Quick Take

Local news veteran Richard Martin is Lookout's new executive editor, coming to Santa Cruz County after a stint at startup The Baltimore Banner that included a Pulitzer Prize for Local Reporting.

Lookout Santa Cruz is no longer a startup. After five years, thousands of stories published, hundreds of community events involved in and positive community impacts captured, Lookout is now poised to further all our growth and impacts.

Richard Martin, Lookout’s new executive editor.

To write the roadmap for the years ahead with our growing newsroom and with you, our readers, we’re pleased to announce that Richard Martin is joining us this week as our executive editor, leading the newsroom to new heights (and breadth and depth) and becoming a key representative for us in the community and with community groups.

He knows a little about our community, and he got to share in our Facebook Live cast of Thursday’s Santa Cruz City Council and mayor election forum. He saw and heard the full house, and all those participating online, in what was our most well-attended forum since we initiated them in 2022. That followed on the heels of our Watsonville District 4 county supervisor forum, our first election forum there, which also packed the room. And he was able to fly for our first anniversary party in Eugene, Oregon, two weeks ago  – where about 350 members celebrated with us.

We joke that Pulitzers and parties are our strategy. It’s a good clue to what we’re up to as he joins us. More penetrating journalism. More community connections throughout the year. 

Over a three-plus-decade career, Richard has always focused on local news. As we do, he knows that area of journalism can make a difference, especially in nationally fractious times.

Much of that work has been at larger metro papers, but he is also someone who groks Santa Cruz County as this wonderful area of the world – with a few issues to sort out.

This marks a return to the Central Coast for Richard. Earlier in his career, he spent five years as sports editor, then city editor of The Californian in Salinas. 

Richard joins Lookout Santa Cruz with a wealth of leadership and editing experience at top newsrooms across the country. He spent the past four years helping build and lead another successful digital local news startup, The Baltimore Banner, which earned numerous awards, including the Pulitzer Prize for Local Reporting, during his tenure.

Previously, he worked as an editor at the Los Angeles Times, Baltimore Sun, Tampa Bay Times and the Seattle Times. Coverage that he led was twice recognized as a finalist for the Pulitzer Prize for Breaking News, first for the 2015 death of Freddie Gray and resulting citywide unrest in Baltimore, then in 2019 for coverage of the boat fire off the Santa Barbara coast that killed 34, including six from Santa Cruz County.

An avid distance runner, hiker and tennis player, he looks forward to long runs up and down the Monterey Bay (the Big Sur Marathon was his first marathon) and hikes with his wife in the Santa Cruz Mountains and elsewhere.
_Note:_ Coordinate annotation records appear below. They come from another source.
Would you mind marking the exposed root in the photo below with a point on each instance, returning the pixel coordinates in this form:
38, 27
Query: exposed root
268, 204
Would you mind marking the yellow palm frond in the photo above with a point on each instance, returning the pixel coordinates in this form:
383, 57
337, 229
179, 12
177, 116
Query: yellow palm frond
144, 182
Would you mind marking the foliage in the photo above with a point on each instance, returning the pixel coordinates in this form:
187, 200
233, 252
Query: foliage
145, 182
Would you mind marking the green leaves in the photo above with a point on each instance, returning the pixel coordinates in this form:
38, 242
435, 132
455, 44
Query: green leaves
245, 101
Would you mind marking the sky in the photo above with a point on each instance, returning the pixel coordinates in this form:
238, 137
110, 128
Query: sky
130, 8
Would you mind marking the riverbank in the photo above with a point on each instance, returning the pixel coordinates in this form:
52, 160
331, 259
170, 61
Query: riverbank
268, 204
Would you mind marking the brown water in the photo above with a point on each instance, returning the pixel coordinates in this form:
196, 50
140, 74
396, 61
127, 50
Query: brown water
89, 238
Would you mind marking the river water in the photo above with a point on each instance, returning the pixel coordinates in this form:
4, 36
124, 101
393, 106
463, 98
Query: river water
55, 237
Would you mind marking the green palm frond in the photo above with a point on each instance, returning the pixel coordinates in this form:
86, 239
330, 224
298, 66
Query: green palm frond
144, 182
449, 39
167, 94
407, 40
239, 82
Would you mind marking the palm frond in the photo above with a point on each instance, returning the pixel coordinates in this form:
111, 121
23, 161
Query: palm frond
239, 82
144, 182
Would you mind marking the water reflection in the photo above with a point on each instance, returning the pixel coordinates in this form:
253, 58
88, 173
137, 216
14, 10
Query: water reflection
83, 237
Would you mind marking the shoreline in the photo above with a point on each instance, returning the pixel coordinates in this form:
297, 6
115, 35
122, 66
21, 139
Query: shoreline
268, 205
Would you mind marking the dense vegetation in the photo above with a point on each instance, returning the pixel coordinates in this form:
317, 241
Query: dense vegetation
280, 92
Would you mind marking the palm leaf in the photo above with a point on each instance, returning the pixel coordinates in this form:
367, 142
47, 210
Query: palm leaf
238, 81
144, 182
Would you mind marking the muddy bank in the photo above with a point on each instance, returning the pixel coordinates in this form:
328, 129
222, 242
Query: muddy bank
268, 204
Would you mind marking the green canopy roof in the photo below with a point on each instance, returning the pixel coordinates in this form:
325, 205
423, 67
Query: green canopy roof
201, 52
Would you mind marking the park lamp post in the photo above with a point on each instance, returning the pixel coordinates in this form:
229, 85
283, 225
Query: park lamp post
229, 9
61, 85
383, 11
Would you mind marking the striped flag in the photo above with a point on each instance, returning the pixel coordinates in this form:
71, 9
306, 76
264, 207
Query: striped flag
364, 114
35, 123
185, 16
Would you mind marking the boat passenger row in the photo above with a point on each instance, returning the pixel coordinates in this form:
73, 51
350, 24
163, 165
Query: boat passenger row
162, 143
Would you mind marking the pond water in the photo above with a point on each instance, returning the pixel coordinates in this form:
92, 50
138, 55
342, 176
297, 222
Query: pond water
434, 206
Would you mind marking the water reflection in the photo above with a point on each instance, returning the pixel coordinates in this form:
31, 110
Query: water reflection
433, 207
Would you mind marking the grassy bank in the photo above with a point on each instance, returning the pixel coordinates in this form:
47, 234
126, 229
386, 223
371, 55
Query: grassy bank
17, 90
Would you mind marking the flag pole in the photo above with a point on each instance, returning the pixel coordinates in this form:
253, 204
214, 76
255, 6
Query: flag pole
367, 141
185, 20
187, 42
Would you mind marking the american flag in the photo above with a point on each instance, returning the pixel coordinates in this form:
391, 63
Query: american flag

“I’m thrilled to be coming to Santa Cruz to continue my mission to rebuild local news with new, innovative models like Lookout and community-centered and informed approaches to coverage,” Richard says. “My goal is to help Lookout build on its incredible, award-winning work of the past five years and become an even more vibrant and indispensable trusted source for local news and information.”

We’ll be arranging various kinds of meet-and-greet sessions – you can make contact with Richard directly at richard@lookoutlocal.com or contact Jamie Garfield, our community and student engagement manager. As he gets going, he says, “I welcome any and all suggestions.”

Ken Doctor believes the best days of local journalism are ahead of us. He founded Lookout Local, Inc. in 2020, in the belief that mission-oriented publishers, and believers in the power of local...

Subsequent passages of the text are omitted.